McKenzie on analytics and his belief in ‘really complex shades of grey’

(Photo by Rich Graessle/Icon Sportswire)
(Rich Graessle/Icon Sportswire)

Politics. Religion. Analytics.

Looking to start an argument? Wade into one of those subjects, particularly on Twitter.

NHL Insider Bob McKenzie was doing a Friday morning radio hit on Edmonton’s TSN 1260 when the subject of Kris Russell and analytics was brought up.

Russell has been a lightning rod on that particular subject, and McKenzie was asked how much Russell’s poor numbers there may have hurt him during free agency.

Russell signed a one-year, $3.1 million contract with the Oilers on October 7.

“I think it was maybe a contributing factor, but I don’t know that it was the prime factor,” surmised McKenzie. “I think, like most things in life, it’s never as black and white as anybody wants it to be. Whether you’re ‘eye test’ or ‘analytics,’ the people who are really strong proponents of both really believe in black and white. And I don’t. I believe in really complex shades of grey all the time, on just about everything. Which makes for a really boring segment on talk radio, I guess.

“But I’ll put it this way. Kris Russell suffered from a number of different things. Not the least of which was his own desire and expectation that he was going to get the standard five-plus years at $5 million or more. He wanted that from the Calgary Flames. The Calgary Flames weren’t prepared to give it to him. So he ended up getting traded at the deadline and he went to Dallas. And the fact that the Dallas Stars didn’t have success in the playoffs, that Russell was brought in to stabilize a defense that hadn’t been very good – although a lot of people said goaltending was the root cause. But their overall team defense wasn’t nearly good enough in Dallas. And Russell didn’t play really well in Dallas, and they weren’t successful. And now it comes to free agency and I think Russell still went into free agency expecting that getting a four or five-year deal at 4 or 4.5 or 5 or 5-plus could happen for him.

“And I think a lot of people said, ‘You know what?

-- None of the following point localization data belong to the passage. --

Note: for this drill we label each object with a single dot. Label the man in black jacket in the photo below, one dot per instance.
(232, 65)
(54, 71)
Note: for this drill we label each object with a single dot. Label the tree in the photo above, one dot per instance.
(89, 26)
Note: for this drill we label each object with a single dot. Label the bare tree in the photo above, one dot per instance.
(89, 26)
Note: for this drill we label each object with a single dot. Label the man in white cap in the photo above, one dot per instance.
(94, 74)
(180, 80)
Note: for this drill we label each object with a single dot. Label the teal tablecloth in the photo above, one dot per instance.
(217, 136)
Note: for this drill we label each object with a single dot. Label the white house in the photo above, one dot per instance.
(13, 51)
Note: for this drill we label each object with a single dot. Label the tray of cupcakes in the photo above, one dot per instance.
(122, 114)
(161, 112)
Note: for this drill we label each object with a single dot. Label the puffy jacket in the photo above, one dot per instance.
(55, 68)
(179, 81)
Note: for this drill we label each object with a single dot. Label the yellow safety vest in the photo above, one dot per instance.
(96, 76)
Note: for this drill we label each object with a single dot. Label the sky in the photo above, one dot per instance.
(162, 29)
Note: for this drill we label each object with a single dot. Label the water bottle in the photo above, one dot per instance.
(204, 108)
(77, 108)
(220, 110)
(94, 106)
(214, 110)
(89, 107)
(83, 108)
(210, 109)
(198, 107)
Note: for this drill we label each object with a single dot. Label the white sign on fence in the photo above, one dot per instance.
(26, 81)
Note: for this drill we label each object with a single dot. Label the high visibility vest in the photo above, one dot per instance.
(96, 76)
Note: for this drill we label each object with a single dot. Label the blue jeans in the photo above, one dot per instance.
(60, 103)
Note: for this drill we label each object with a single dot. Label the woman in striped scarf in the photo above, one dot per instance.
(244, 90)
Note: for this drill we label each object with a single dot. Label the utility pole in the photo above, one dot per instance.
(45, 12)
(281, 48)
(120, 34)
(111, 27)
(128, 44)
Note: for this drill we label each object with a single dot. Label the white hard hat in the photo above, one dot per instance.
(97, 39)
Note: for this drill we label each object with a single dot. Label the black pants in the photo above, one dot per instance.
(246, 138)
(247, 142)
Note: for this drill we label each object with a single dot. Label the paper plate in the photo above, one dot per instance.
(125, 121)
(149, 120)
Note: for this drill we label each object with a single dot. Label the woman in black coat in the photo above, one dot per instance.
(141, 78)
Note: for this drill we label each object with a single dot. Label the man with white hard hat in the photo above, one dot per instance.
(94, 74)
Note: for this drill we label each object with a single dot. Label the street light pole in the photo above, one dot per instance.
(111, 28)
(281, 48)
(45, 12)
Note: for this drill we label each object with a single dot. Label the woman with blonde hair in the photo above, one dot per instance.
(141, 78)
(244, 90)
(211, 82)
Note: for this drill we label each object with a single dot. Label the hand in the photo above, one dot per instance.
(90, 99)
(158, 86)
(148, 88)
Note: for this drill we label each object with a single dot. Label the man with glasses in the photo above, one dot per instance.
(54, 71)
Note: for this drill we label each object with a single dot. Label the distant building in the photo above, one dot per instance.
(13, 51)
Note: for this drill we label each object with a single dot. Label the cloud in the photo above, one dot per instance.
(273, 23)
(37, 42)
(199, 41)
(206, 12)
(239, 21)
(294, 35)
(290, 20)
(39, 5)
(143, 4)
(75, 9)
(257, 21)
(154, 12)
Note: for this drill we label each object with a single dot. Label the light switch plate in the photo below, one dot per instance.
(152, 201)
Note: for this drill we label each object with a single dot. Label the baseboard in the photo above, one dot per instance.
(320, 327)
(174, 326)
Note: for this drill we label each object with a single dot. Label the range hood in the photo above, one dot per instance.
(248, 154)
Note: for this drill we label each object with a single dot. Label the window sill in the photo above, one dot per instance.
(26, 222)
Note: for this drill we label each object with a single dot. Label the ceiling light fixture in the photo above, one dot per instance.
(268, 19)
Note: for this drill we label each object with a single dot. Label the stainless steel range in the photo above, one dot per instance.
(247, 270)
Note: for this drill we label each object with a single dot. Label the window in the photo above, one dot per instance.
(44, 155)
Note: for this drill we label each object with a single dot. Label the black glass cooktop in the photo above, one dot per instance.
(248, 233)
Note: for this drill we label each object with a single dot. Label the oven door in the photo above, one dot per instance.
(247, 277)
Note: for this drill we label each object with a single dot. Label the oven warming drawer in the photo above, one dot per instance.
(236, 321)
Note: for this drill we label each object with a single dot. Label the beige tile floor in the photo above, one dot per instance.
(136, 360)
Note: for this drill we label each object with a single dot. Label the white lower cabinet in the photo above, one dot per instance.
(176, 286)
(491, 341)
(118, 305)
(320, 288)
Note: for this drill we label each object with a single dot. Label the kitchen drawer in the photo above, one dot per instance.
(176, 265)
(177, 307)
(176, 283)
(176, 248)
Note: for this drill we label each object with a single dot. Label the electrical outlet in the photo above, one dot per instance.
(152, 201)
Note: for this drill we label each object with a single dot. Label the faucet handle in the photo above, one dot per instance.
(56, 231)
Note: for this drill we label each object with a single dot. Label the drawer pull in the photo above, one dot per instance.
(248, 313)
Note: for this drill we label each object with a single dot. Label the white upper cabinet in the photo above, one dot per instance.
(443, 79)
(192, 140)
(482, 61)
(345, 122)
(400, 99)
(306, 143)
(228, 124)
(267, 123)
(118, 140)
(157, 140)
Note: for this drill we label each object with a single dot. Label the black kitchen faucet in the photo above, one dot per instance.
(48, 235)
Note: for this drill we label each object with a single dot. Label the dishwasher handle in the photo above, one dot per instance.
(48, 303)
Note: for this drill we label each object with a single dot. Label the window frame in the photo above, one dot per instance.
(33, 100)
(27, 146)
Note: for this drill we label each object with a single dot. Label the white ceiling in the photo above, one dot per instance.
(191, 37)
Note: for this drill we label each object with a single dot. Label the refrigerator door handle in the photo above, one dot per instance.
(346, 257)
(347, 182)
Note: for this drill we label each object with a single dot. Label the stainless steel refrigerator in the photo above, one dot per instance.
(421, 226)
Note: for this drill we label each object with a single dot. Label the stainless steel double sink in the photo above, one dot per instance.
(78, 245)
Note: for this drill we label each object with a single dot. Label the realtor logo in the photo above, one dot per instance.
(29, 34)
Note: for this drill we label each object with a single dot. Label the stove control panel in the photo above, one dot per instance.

He wants too many years at too much money.’ And they went in different directions. And then all of the sudden it got to be July 5. It got to be July 10. It got to be July 31. And suddenly the music stopped playing and Kris Russell didn’t have a chair.

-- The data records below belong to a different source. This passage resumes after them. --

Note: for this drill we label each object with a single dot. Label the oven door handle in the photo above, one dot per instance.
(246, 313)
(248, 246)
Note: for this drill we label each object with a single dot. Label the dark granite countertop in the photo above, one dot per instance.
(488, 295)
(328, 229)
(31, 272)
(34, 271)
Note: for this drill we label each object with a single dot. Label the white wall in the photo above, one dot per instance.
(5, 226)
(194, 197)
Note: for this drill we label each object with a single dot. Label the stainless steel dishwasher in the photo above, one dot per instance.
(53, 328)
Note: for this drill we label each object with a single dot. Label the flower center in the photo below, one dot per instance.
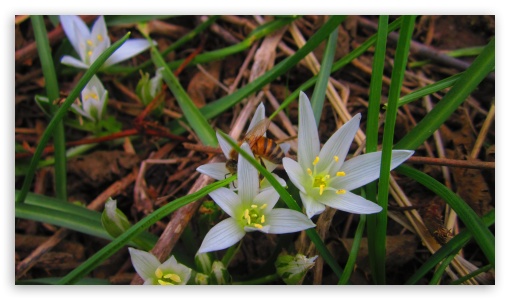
(254, 216)
(320, 180)
(167, 279)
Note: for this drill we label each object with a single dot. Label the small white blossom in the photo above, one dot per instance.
(154, 272)
(251, 209)
(89, 44)
(322, 176)
(93, 100)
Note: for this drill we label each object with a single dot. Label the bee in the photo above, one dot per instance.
(261, 146)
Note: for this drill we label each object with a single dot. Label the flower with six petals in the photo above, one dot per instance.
(322, 176)
(251, 209)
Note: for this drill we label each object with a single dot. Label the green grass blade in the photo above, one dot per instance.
(483, 237)
(290, 202)
(52, 91)
(139, 227)
(372, 134)
(469, 80)
(453, 246)
(57, 118)
(195, 118)
(397, 77)
(429, 89)
(216, 108)
(336, 66)
(351, 261)
(319, 93)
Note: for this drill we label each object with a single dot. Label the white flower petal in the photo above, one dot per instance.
(225, 146)
(129, 49)
(247, 177)
(312, 207)
(227, 200)
(172, 266)
(70, 24)
(217, 171)
(259, 115)
(366, 168)
(282, 220)
(338, 145)
(308, 137)
(223, 235)
(295, 173)
(73, 62)
(144, 263)
(267, 196)
(349, 202)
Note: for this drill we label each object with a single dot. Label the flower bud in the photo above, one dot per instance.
(292, 269)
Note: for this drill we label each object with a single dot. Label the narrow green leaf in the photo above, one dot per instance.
(290, 202)
(372, 134)
(196, 120)
(483, 237)
(319, 93)
(397, 77)
(110, 249)
(453, 246)
(52, 91)
(469, 80)
(57, 118)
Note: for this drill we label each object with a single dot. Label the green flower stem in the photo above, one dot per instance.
(195, 118)
(139, 227)
(453, 246)
(52, 91)
(319, 93)
(372, 134)
(351, 261)
(57, 118)
(469, 80)
(291, 203)
(483, 237)
(397, 77)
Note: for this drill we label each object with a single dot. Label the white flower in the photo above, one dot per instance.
(322, 176)
(251, 209)
(93, 100)
(219, 171)
(89, 44)
(155, 273)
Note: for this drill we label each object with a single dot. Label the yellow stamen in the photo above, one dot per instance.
(159, 273)
(173, 277)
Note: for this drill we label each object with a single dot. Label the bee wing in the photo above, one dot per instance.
(257, 131)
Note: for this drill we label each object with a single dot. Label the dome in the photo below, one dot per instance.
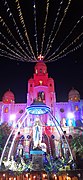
(40, 67)
(73, 95)
(8, 97)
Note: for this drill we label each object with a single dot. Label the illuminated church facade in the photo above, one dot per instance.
(41, 87)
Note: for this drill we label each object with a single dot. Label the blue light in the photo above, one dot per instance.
(38, 109)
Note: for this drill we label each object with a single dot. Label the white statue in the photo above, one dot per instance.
(37, 133)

“Listen. I’ve heard the argument raging on all week about how good or bad Kris Russell is in Edmonton. Put it this way: He wasn’t so good that anybody wanted to give him a job until the regular season was beginning and he got a one-year deal on a lot less money than anybody would have anticipated three or four or five months ago.

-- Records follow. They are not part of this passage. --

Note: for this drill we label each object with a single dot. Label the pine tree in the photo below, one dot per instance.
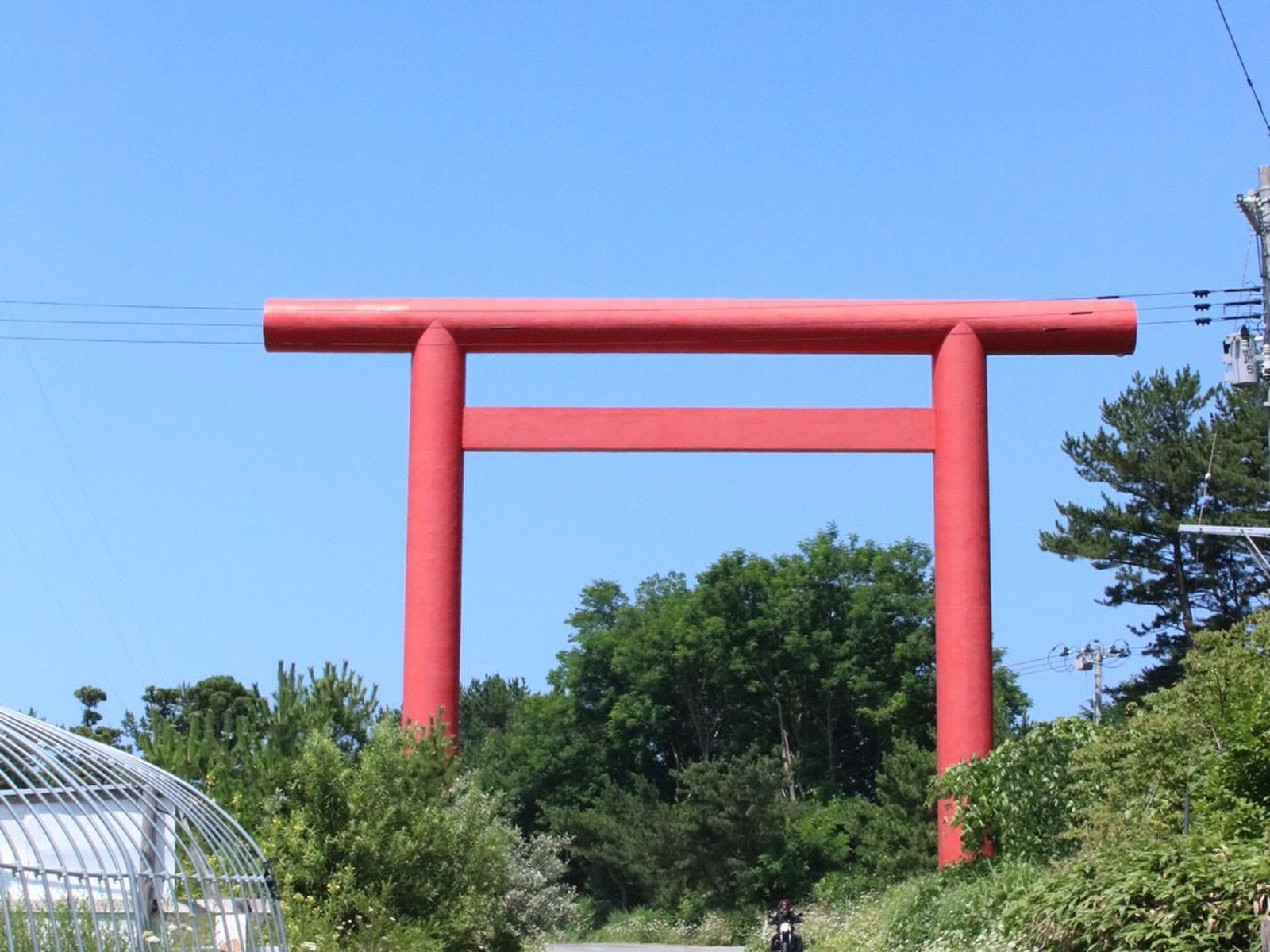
(1170, 454)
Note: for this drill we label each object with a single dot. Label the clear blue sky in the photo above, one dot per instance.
(171, 512)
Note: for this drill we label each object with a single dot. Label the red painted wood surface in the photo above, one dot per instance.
(959, 336)
(705, 431)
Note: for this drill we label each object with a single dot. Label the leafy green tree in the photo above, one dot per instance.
(1162, 443)
(391, 841)
(90, 723)
(618, 843)
(487, 708)
(1026, 797)
(822, 657)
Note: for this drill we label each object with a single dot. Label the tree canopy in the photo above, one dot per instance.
(1170, 452)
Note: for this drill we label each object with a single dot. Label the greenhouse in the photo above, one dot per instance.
(102, 852)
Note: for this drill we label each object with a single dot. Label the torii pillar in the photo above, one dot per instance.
(958, 336)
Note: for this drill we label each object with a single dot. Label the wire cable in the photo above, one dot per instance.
(1244, 67)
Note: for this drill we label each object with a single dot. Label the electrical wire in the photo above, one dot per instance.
(1244, 67)
(637, 306)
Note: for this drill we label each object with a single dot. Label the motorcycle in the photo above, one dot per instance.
(787, 939)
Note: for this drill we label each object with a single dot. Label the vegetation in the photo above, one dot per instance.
(704, 748)
(1170, 454)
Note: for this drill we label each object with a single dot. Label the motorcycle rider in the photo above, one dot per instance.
(785, 914)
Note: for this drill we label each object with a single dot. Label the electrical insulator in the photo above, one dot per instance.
(1240, 355)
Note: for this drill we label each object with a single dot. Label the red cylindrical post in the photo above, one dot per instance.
(433, 539)
(963, 589)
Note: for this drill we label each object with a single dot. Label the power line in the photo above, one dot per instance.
(1244, 67)
(130, 340)
(129, 306)
(1199, 305)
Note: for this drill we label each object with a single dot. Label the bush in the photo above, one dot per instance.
(1026, 795)
(389, 843)
(1180, 892)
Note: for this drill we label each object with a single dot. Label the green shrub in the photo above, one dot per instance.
(1160, 894)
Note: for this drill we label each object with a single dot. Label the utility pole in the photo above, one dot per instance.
(1246, 355)
(1255, 206)
(1092, 657)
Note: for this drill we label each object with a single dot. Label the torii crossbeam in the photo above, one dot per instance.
(959, 336)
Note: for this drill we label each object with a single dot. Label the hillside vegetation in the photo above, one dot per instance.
(766, 730)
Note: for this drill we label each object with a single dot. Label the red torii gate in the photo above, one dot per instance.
(956, 334)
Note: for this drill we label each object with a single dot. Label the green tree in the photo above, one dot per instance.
(1159, 442)
(90, 721)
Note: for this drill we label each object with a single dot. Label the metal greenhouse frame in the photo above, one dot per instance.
(103, 852)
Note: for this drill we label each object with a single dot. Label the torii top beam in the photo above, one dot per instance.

“The flip side of that is I never buy into – I think analytics are probably a really useful tool on a lot of different fronts. I don’t understand a lot of them as well as I should. But I try to. And I’m really open-minded on having more information as opposed to less information. But I’ve never really subscribed to the theory that – and you see this all of the time on Twitter from a lot of people over analytics – they talk about players like they’re garbage. They talk about them like they can’t even play.

“Rasmus Ristolainen in Buffalo just signed a six-year deal at $5.4 million, and to read what some people in the analytics community think about him, they kind of portray him as the worst defenseman ever. And if you go to a Buffalo Sabres season ticket holder and ask them who’s one of your favorite players or the best player on your blueline, they’re going to say, ‘Rasmus Ristolainen because he plays hard minutes against the best players.’ And then the analytics is going to say, ‘Yeah, but the numbers are no good.’

“Well, whatever. And I’m not saying Ristolainen is a Norris Trophy winner, but I’ve never subscribed to the theory that guys like Ristolainen or Kris Russell or other defensemen whose numbers suffer badly when you use some of the standard analytics that are out there are hot pails of garbage either.”

Amen.

There may not be much room for nuance and shades of grey in 140 character bursts, but the caustic and divisive dialogue and tone from too many people on either side of these sorts of debates just ends up repelling more people away from what could be some really informative and spirited discussions.